Short-term changes in ambient particulate matter and risk of stroke: a systematic review and meta-analysis

Affiliations
Review

Short-term changes in ambient particulate matter and risk of stroke: a systematic review and meta-analysis

Yi Wang et al. J Am Heart Assoc. .

Abstract

Background: Stroke is a leading cause of death and long-term disability in the United States. There is a well-documented association between ambient particulate matter air pollution (PM) and cardiovascular disease morbidity and mortality. Given the pathophysiologic mechanisms of these effects, short-term elevations in PM may also increase the risk of ischemic and/or hemorrhagic stroke morbidity and mortality, but the evidence has not been systematically reviewed.

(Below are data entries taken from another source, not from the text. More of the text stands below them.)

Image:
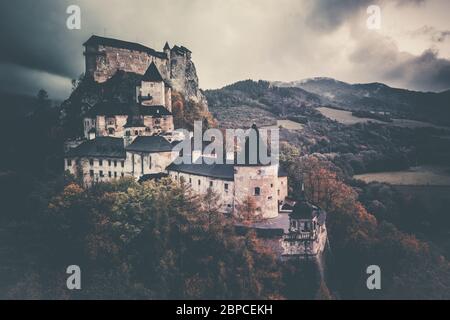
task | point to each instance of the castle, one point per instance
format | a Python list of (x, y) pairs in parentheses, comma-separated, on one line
[(136, 138)]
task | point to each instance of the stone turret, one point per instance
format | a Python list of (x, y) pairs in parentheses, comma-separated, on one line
[(307, 232)]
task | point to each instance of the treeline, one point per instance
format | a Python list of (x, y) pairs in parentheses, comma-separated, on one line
[(139, 241), (372, 115)]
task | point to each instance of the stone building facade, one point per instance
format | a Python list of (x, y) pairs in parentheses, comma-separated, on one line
[(135, 139), (105, 56)]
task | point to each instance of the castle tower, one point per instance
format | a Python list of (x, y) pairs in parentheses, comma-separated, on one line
[(152, 90), (256, 180), (307, 232), (167, 50)]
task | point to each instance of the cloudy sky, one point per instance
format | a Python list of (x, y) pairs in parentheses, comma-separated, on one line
[(234, 40)]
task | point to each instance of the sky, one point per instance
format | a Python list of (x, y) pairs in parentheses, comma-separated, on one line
[(233, 40)]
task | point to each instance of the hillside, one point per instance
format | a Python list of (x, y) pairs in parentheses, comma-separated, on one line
[(246, 102), (403, 103)]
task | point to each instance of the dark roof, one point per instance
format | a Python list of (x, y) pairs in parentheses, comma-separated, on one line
[(303, 210), (282, 172), (110, 109), (116, 43), (152, 74), (150, 144), (221, 171), (134, 121), (152, 176), (154, 111), (99, 147)]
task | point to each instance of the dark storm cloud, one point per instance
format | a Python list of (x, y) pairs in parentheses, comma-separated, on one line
[(326, 15), (381, 59), (425, 71), (231, 40)]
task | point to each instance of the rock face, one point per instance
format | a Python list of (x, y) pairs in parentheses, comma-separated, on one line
[(105, 57)]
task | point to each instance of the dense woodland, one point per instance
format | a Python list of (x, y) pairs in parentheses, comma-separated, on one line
[(130, 244)]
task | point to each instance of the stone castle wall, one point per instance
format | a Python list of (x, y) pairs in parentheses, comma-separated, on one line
[(248, 178), (102, 62)]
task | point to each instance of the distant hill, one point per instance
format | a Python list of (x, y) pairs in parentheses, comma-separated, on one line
[(378, 97), (251, 100), (246, 102)]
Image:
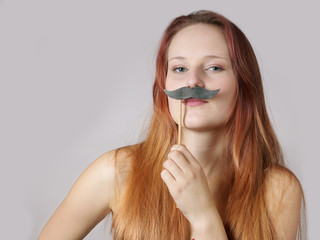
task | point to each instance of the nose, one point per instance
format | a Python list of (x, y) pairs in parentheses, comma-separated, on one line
[(195, 79)]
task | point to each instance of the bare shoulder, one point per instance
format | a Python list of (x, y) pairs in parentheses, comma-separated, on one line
[(283, 195), (90, 199)]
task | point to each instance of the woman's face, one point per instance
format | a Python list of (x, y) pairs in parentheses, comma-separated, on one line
[(198, 56)]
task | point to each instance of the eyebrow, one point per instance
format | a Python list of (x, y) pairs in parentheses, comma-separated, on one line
[(207, 56)]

Methods and results: We provide a comprehensive review of all observational human studies (January 1966 to January 2014) on the association between short-term changes in ambient PM levels and cerebrovascular events. We also performed meta-analyses to evaluate the evidence for an association between each PM size fraction (PM2.5, PM10, PM2.5-10) and each outcome (total cerebrovascular disease, ischemic stroke/transient ischemic attack, hemorrhagic stroke) separately for mortality and hospital admission. We used a random-effects model to estimate the summary percent change in relative risk of the outcome per 10-μg/m(3) increase in PM.

Conclusions: We found that PM2.5 and PM10 are associated with a 1.4% (95% CI 0.9% to 1.9%) and 0.5% (95% CI 0.3% to 0.7%) higher total cerebrovascular disease mortality, respectively, with evidence of inconsistent, nonsignificant associations for hospital admission for total cerebrovascular disease or ischemic or hemorrhagic stroke. Current limited evidence does not suggest an association between PM2.5-10 and cerebrovascular mortality or morbidity. We discuss the potential sources of variability in results across studies, highlight some observations, and identify gaps in literature and make recommendations for future studies.

Keywords: air pollution; cerebrovascular disease; meta‐analysis; particulate matter; stroke.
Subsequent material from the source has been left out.